Updated api.ci, got a panic in the build controller E0725 01:39:57.220107 1 runtime.go:66] Observed a panic: "invalid memory address or nil pointer dereference" (runtime error: invalid memory address or nil pointer dereference) /tmp/openshift/build-rpms/rpm/BUILD/origin-3.11.0/_output/local/go/src/github.com/openshift/origin/vendor/k8s.io/apimachinery/pkg/util/runtime/runtime.go:72 /tmp/openshift/build-rpms/rpm/BUILD/origin-3.11.0/_output/local/go/src/github.com/openshift/origin/vendor/k8s.io/apimachinery/pkg/util/runtime/runtime.go:65 /tmp/openshift/build-rpms/rpm/BUILD/origin-3.11.0/_output/local/go/src/github.com/openshift/origin/vendor/k8s.io/apimachinery/pkg/util/runtime/runtime.go:51 /usr/local/go/src/runtime/asm_amd64.s:573 /usr/local/go/src/runtime/panic.go:502 /usr/local/go/src/runtime/panic.go:63 /usr/local/go/src/runtime/signal_unix.go:388 /tmp/openshift/build-rpms/rpm/BUILD/origin-3.11.0/_output/local/go/src/github.com/openshift/origin/pkg/build/controller/build/build_controller.go:1020 /tmp/openshift/build-rpms/rpm/BUILD/origin-3.11.0/_output/local/go/src/github.com/openshift/origin/pkg/build/controller/build/build_controller.go:1043 /tmp/openshift/build-rpms/rpm/BUILD/origin-3.11.0/_output/local/go/src/github.com/openshift/origin/pkg/build/controller/build/build_controller.go:366 /tmp/openshift/build-rpms/rpm/BUILD/origin-3.11.0/_output/local/go/src/github.com/openshift/origin/pkg/build/controller/build/build_controller.go:285 /tmp/openshift/build-rpms/rpm/BUILD/origin-3.11.0/_output/local/go/src/github.com/openshift/origin/pkg/build/controller/build/build_controller.go:261 /tmp/openshift/build-rpms/rpm/BUILD/origin-3.11.0/_output/local/go/src/github.com/openshift/origin/pkg/build/controller/build/build_controller.go:246 /tmp/openshift/build-rpms/rpm/BUILD/origin-3.11.0/_output/local/go/src/github.com/openshift/origin/vendor/k8s.io/apimachinery/pkg/util/wait/wait.go:133 /tmp/openshift/build-rpms/rpm/BUILD/origin-3.11.0/_output/local/go/src/github.com/openshift/origin/vendor/k8s.io/apimachinery/pkg/util/wait/wait.go:134 /tmp/openshift/build-rpms/rpm/BUILD/origin-3.11.0/_output/local/go/src/github.com/openshift/origin/vendor/k8s.io/apimachinery/pkg/util/wait/wait.go:88 /usr/local/go/src/runtime/asm_amd64.s:2361
This is to latest master branch images in origin.

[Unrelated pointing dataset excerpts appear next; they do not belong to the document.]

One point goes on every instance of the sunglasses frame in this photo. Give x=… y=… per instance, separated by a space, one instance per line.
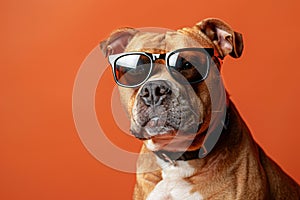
x=153 y=57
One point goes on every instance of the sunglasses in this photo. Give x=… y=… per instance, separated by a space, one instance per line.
x=187 y=65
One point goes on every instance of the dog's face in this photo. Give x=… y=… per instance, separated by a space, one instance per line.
x=167 y=110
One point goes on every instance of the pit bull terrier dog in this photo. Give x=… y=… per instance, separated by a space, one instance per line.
x=167 y=83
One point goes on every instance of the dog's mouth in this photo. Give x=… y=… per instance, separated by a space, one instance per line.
x=165 y=127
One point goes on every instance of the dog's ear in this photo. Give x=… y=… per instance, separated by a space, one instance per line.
x=223 y=37
x=117 y=41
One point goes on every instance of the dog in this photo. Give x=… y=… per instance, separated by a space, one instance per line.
x=168 y=82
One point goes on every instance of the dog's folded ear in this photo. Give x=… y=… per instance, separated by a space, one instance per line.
x=117 y=41
x=226 y=41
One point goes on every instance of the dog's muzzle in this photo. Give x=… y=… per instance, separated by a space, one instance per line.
x=159 y=112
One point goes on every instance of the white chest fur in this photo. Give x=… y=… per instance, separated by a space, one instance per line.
x=173 y=186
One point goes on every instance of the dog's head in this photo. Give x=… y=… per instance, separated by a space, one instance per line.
x=165 y=80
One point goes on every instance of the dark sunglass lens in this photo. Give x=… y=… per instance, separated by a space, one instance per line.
x=189 y=65
x=132 y=69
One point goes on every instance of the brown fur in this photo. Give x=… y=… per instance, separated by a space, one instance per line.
x=237 y=168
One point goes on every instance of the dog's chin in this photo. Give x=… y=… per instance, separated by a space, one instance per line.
x=159 y=137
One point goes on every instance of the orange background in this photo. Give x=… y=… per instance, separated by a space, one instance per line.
x=43 y=44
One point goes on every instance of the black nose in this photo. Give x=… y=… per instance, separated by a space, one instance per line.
x=153 y=93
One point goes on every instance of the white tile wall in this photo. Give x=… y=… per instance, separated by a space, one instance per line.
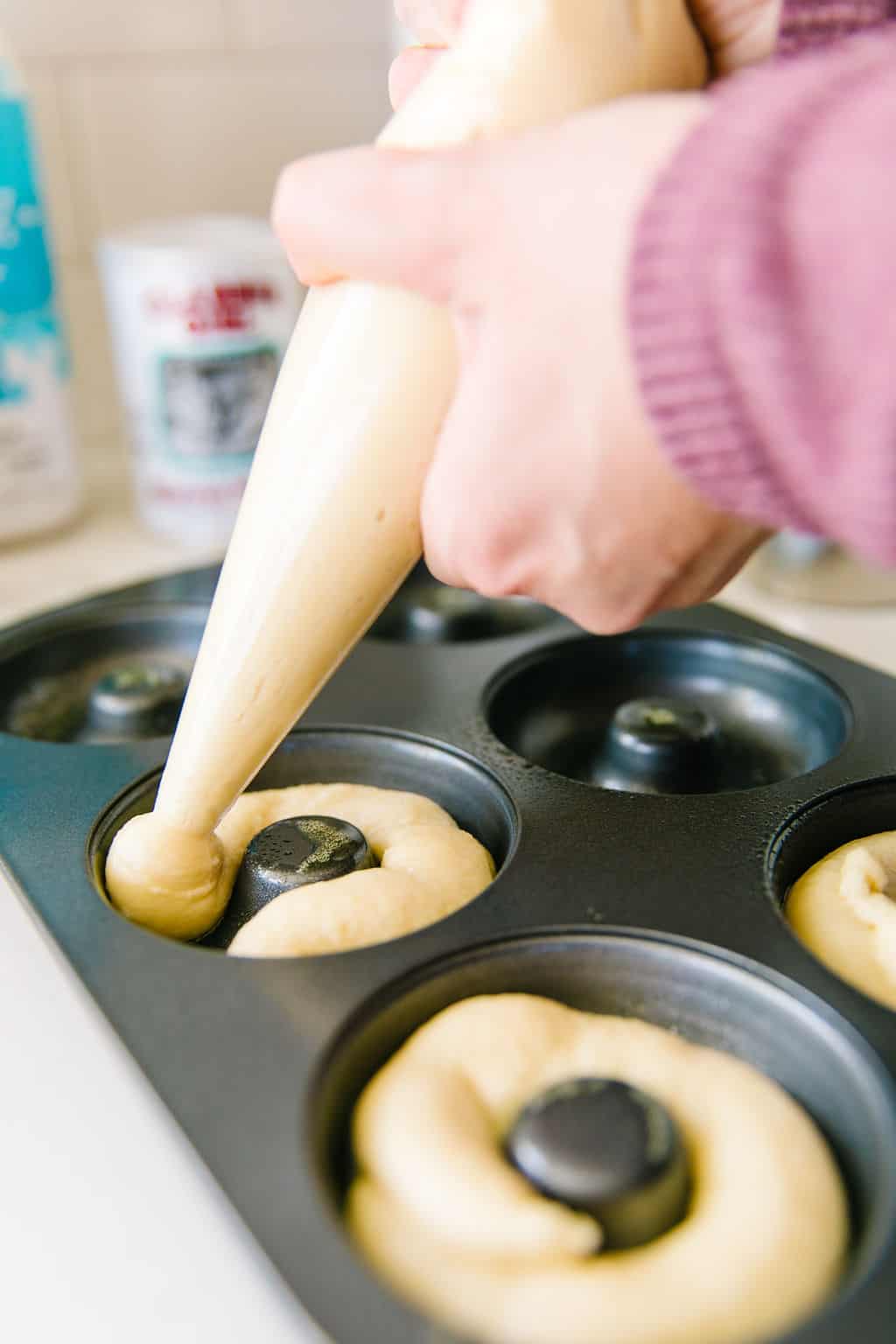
x=150 y=108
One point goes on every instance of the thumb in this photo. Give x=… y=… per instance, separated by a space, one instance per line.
x=383 y=215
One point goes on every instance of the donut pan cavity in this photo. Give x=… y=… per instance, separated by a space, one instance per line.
x=637 y=892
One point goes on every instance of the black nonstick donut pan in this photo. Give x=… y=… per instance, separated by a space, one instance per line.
x=648 y=800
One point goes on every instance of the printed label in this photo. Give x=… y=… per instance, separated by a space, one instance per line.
x=213 y=406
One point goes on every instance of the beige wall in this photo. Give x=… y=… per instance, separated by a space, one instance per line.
x=148 y=108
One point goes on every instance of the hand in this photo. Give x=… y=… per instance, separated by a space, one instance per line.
x=738 y=32
x=547 y=479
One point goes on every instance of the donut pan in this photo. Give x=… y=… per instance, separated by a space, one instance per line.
x=648 y=799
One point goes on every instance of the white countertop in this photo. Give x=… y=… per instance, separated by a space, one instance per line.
x=110 y=1228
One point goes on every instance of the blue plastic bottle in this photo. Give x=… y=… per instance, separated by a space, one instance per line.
x=39 y=481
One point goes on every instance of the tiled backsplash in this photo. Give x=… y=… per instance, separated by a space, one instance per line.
x=176 y=107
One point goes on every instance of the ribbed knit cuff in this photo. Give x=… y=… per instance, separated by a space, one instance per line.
x=680 y=276
x=710 y=303
x=816 y=23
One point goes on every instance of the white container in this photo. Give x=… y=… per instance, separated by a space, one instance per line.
x=200 y=312
x=39 y=480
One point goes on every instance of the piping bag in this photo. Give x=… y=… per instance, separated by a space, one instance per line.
x=329 y=522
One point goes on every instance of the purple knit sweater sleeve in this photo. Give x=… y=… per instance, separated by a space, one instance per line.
x=815 y=23
x=763 y=293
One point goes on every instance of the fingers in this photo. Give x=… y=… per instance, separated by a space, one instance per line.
x=433 y=20
x=409 y=67
x=382 y=215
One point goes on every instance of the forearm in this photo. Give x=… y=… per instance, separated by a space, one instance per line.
x=763 y=298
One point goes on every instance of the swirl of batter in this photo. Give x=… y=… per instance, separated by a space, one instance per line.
x=178 y=885
x=844 y=909
x=453 y=1228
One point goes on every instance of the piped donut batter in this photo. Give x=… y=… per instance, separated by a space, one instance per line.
x=427 y=869
x=844 y=909
x=446 y=1219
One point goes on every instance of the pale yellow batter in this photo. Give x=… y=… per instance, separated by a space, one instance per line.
x=453 y=1228
x=331 y=519
x=844 y=909
x=427 y=869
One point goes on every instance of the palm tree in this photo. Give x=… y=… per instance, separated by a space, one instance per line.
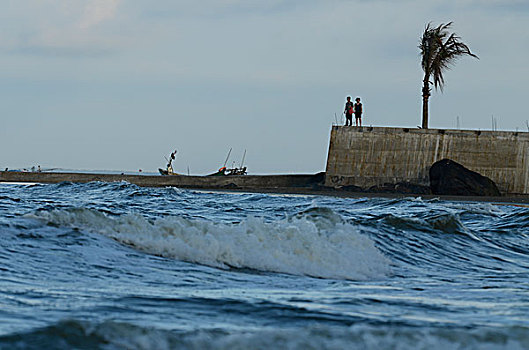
x=439 y=51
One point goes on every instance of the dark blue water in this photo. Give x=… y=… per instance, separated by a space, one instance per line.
x=116 y=266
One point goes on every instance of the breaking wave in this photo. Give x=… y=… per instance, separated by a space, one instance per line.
x=316 y=242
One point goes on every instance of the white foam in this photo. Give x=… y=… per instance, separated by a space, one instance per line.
x=301 y=245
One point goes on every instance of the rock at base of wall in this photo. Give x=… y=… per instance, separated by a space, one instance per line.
x=451 y=178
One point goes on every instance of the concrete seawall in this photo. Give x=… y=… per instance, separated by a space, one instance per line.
x=246 y=182
x=369 y=156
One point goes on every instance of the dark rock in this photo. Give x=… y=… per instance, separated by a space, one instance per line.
x=451 y=178
x=385 y=188
x=409 y=188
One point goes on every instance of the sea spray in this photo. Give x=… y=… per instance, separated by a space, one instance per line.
x=303 y=244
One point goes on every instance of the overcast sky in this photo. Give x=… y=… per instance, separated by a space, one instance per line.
x=118 y=84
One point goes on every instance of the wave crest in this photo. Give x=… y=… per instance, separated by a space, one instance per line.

The panic is because handleCompletedBuild() can be passed a nil pod if the pod has been deleted already.
Fix in https://github.com/openshift/origin/pull/20414
Hi, @Clayton Coleman, In my understand, when build is in terminal status(success, failed or cancel), then delete build pod, should no error about Observed a panic according: https://github.com/smarterclayton/origin/blob/5d12941b2ee9da5ce17c9ec296f483f363182dd5/pkg/build/controller/build/build_controller.go#L1012, right? but I want to reproduce the bug in v3.10, I tried with steps 1. Create apps $ oc new-app -f https://raw.githubusercontent.com/openshift/origin/master/examples/sample-app/application-template-dockerbuild.json $ oc get builds NAME TYPE FROM STATUS STARTED DURATION ruby-sample-build-1 Source Git@7ccd324 Running 7 seconds ago 2. cancel build $oc cancel-build ruby-sample-build-1 3.oc delete pod ruby-sample-build-1-build 4. check the logs of bc $oc logs -f bc/ruby-sample-build how can i get log for build controller?
the build controller logs are part of the master logs. (if you have a separate api server and controller server, then they are part of the controller server).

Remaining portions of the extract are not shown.